Food provides energy to the body, enabling it to efficiently carry out its functions. Many people abuse food, though, by having an unhealthy relationship with it. This food bondage leads to problems with obesity and serious medical conditions.

What are the signs of an unhealthy relationship with food? The person who has an unhealthy relationship with food will be preoccupied with food. She may use it as a coping device for stress, anger, pain and guilt. External stimuli like cookies being brought into the workplace or the smell of fast food will prompt her to eat when not actually hungry.

She may sometimes eat very quickly with no control in an episode of binging and then condemn herself with feelings of shame and guilt. She may eat everything -- even the burnt or fatty portions of food -- on her plate and consume any leftovers on her children's plates in fear of being wasteful. She may have rules about what she can or cannot eat, how much she can eat, and when she must eat. She may be a strict calorie counter.

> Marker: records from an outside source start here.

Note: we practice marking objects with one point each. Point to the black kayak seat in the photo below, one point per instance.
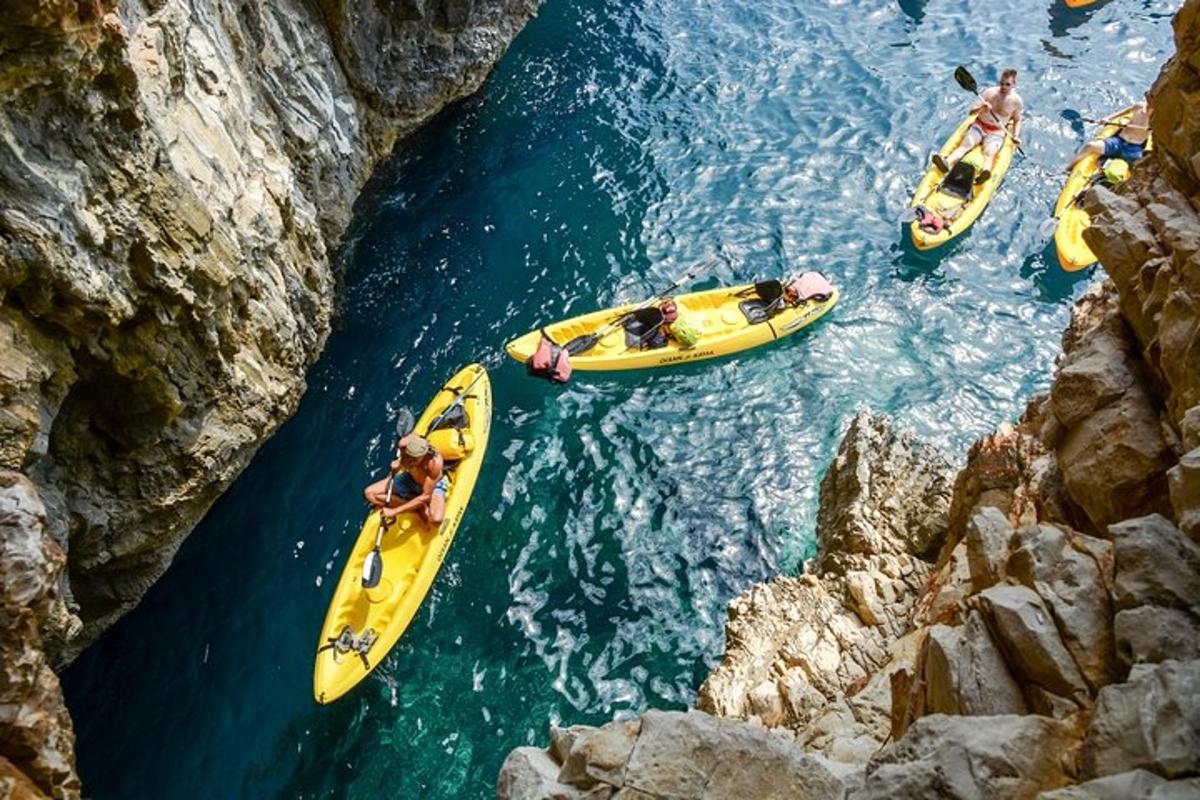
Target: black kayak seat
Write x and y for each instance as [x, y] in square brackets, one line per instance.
[766, 302]
[959, 181]
[640, 324]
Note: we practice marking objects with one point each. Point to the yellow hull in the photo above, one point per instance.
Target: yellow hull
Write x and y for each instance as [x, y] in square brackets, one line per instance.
[1074, 254]
[412, 555]
[971, 211]
[724, 328]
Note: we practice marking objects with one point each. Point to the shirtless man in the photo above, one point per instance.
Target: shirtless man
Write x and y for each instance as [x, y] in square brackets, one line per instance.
[999, 106]
[419, 482]
[1129, 143]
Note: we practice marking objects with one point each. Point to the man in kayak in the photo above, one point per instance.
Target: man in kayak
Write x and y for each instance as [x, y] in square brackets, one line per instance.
[1129, 143]
[418, 479]
[999, 106]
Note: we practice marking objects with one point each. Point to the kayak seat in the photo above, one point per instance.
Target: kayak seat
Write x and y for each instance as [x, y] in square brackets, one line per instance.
[640, 329]
[766, 304]
[959, 181]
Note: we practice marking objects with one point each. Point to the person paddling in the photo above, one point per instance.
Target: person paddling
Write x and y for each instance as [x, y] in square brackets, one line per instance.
[996, 108]
[418, 479]
[1129, 142]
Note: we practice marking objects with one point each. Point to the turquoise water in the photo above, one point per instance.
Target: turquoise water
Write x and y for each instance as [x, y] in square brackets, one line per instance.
[616, 145]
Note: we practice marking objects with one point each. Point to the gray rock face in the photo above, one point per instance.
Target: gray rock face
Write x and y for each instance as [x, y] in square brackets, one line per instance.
[1151, 722]
[682, 756]
[991, 757]
[173, 181]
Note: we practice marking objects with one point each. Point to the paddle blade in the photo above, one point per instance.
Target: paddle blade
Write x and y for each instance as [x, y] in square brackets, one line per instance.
[405, 422]
[1048, 227]
[966, 79]
[581, 343]
[372, 569]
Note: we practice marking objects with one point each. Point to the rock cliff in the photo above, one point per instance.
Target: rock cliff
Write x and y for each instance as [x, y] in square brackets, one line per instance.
[174, 178]
[1035, 631]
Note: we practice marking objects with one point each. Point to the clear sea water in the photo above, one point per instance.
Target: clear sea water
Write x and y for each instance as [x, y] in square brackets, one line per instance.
[618, 143]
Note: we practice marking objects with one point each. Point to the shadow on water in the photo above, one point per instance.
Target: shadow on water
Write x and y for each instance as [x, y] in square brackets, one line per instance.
[1063, 18]
[1054, 284]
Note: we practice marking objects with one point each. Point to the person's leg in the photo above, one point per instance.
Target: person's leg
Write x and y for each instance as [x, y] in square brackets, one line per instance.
[969, 140]
[1091, 148]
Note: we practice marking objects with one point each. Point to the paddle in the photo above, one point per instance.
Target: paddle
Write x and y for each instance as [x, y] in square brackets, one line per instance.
[585, 342]
[372, 565]
[967, 82]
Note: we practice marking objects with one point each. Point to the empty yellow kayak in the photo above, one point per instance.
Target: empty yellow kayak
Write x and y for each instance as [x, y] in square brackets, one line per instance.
[929, 196]
[1074, 254]
[364, 624]
[729, 320]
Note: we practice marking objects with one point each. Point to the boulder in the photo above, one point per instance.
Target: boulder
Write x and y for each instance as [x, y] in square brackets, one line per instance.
[1073, 575]
[1183, 482]
[531, 774]
[1156, 565]
[966, 674]
[1025, 631]
[995, 757]
[1151, 722]
[989, 536]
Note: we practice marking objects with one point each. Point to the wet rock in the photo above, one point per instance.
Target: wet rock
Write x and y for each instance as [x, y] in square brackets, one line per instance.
[1151, 722]
[35, 729]
[994, 757]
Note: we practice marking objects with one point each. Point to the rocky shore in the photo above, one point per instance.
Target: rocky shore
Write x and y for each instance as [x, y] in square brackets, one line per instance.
[1026, 629]
[174, 180]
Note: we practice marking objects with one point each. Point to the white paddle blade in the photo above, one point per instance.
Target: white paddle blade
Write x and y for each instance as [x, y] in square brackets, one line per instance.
[372, 569]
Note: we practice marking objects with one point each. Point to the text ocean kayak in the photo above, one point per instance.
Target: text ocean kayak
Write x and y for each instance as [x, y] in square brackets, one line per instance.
[723, 316]
[1074, 254]
[928, 196]
[412, 555]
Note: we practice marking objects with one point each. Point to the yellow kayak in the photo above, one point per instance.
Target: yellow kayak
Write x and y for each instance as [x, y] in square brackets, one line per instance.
[723, 317]
[929, 196]
[364, 624]
[1074, 254]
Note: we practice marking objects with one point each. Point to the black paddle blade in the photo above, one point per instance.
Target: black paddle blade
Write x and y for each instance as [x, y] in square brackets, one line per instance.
[966, 79]
[372, 569]
[405, 422]
[581, 343]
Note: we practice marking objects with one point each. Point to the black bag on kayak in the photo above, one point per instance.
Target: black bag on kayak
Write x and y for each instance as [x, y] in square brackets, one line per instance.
[550, 361]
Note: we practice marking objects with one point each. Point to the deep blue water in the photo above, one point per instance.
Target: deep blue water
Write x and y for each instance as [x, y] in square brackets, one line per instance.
[617, 144]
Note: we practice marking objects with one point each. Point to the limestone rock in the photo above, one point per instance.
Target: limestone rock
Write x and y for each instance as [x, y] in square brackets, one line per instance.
[1151, 722]
[1183, 482]
[1156, 565]
[1025, 631]
[882, 494]
[1073, 575]
[994, 757]
[35, 729]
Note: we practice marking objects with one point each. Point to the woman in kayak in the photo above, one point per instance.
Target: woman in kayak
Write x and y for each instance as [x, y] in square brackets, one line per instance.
[999, 106]
[1129, 143]
[418, 482]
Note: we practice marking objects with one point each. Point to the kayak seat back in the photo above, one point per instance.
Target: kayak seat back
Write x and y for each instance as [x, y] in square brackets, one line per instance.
[640, 326]
[959, 181]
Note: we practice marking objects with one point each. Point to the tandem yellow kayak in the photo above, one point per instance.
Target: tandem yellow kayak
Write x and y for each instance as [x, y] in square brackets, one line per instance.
[937, 198]
[727, 320]
[364, 624]
[1074, 254]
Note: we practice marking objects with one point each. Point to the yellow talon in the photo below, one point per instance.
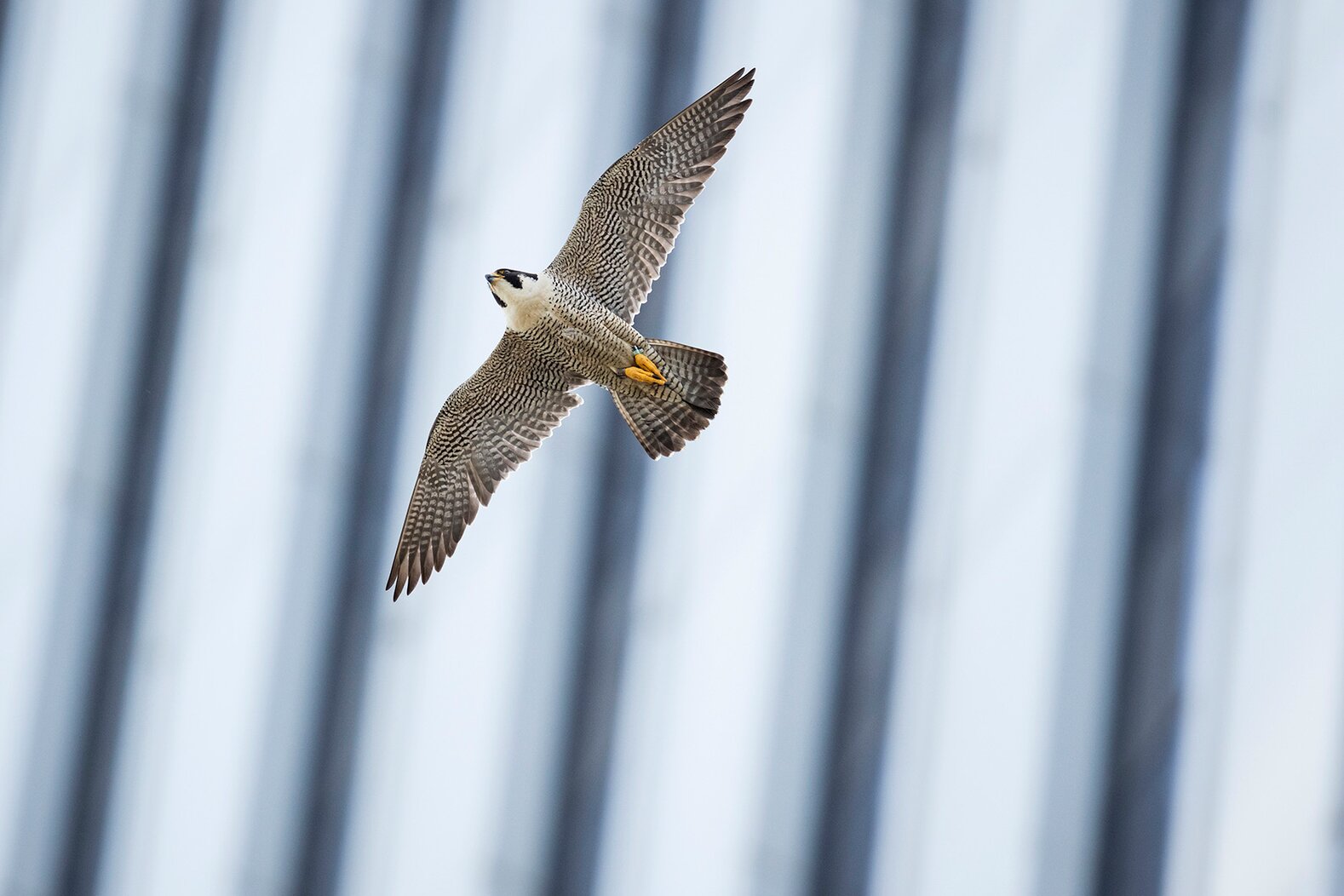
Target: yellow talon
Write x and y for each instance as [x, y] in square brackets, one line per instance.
[646, 371]
[640, 375]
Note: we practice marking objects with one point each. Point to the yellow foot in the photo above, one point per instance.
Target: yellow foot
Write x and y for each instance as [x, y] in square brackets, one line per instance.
[646, 371]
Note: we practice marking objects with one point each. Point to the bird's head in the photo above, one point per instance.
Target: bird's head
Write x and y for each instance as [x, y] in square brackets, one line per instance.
[511, 286]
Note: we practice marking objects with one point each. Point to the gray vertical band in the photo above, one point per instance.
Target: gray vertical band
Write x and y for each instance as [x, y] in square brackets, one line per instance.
[1146, 705]
[609, 574]
[140, 453]
[881, 528]
[362, 553]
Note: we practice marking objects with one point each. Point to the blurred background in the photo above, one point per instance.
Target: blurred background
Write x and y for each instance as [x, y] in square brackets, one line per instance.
[1014, 563]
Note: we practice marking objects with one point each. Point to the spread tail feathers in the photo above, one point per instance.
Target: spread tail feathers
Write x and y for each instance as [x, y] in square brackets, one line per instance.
[664, 419]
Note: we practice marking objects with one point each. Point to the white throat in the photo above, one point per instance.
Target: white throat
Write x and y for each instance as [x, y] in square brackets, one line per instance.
[528, 305]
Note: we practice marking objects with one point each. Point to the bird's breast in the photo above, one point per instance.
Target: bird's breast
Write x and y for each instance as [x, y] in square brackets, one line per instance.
[527, 311]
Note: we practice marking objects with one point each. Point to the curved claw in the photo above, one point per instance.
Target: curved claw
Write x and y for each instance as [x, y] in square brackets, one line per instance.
[644, 370]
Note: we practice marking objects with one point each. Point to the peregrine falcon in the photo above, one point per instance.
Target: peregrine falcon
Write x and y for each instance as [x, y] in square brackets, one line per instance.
[570, 325]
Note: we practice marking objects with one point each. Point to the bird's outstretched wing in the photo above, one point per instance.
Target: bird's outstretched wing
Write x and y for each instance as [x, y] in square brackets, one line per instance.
[632, 214]
[488, 426]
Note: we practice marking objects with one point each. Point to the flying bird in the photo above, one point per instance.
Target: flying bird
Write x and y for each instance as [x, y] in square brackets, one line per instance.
[573, 324]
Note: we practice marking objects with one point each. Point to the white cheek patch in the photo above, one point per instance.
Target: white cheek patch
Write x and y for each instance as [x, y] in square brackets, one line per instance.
[528, 305]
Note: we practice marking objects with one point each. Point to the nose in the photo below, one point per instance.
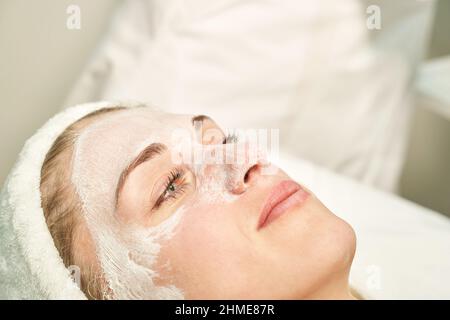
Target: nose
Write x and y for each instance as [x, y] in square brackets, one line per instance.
[242, 178]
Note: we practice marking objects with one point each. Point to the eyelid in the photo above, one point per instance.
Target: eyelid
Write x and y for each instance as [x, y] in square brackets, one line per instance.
[230, 138]
[169, 178]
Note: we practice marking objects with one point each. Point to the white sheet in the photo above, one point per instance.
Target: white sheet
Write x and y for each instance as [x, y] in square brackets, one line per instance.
[306, 67]
[403, 250]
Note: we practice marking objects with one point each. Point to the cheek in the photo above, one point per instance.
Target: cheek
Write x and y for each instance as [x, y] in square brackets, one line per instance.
[202, 249]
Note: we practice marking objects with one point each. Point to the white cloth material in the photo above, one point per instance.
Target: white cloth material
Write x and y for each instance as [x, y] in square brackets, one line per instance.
[30, 265]
[402, 248]
[340, 96]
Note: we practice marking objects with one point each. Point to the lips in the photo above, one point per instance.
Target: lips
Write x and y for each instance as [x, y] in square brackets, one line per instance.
[284, 196]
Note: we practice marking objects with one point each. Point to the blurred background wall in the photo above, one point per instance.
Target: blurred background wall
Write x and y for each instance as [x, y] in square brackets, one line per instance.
[40, 60]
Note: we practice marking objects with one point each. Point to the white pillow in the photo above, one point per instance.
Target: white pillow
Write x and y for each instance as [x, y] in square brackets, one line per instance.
[305, 67]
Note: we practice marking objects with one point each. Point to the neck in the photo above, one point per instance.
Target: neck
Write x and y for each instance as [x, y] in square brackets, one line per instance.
[336, 289]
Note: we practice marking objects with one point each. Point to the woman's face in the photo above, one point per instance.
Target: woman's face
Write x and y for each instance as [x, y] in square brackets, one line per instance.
[243, 231]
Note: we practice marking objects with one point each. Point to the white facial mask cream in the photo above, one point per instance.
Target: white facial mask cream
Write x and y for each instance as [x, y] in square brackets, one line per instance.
[127, 253]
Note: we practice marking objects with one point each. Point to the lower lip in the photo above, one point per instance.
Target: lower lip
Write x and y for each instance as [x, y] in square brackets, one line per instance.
[295, 197]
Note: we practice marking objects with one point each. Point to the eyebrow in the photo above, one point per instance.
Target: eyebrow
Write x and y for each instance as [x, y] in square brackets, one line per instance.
[147, 154]
[200, 118]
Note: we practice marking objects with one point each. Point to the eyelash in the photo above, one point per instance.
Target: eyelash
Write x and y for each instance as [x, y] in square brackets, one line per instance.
[230, 138]
[175, 175]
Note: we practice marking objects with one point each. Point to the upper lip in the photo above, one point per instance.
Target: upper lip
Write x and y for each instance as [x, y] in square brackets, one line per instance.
[278, 193]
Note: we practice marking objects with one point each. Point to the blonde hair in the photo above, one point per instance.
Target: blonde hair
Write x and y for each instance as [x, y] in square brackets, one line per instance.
[62, 207]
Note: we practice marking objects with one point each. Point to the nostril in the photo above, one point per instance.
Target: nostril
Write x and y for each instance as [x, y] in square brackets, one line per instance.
[250, 172]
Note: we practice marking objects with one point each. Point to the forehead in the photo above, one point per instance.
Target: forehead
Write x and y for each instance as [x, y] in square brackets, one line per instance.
[132, 125]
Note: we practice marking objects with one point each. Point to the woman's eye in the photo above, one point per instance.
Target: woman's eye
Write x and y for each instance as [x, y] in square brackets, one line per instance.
[175, 187]
[230, 138]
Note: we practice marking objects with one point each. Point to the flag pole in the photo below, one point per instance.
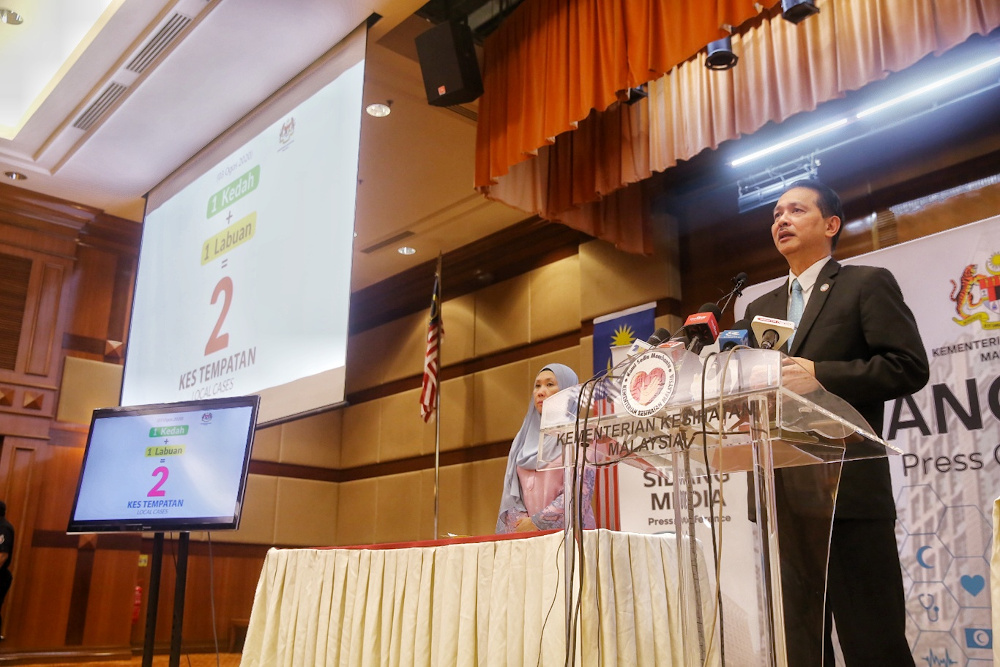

The person preoccupied with food no longer can distinguish among the signals of hunger, thirst, satiation or feelings in her own body. She may dislike her appearance or weight to the point of obsession. She may use laxatives, diuretics, diet pills, drastic diets, self-induced vomiting or extreme periods of exercise to attempt to lose weight quickly. The time spent in her work, leisure and relationships is imbalanced with the time spent thinking about food.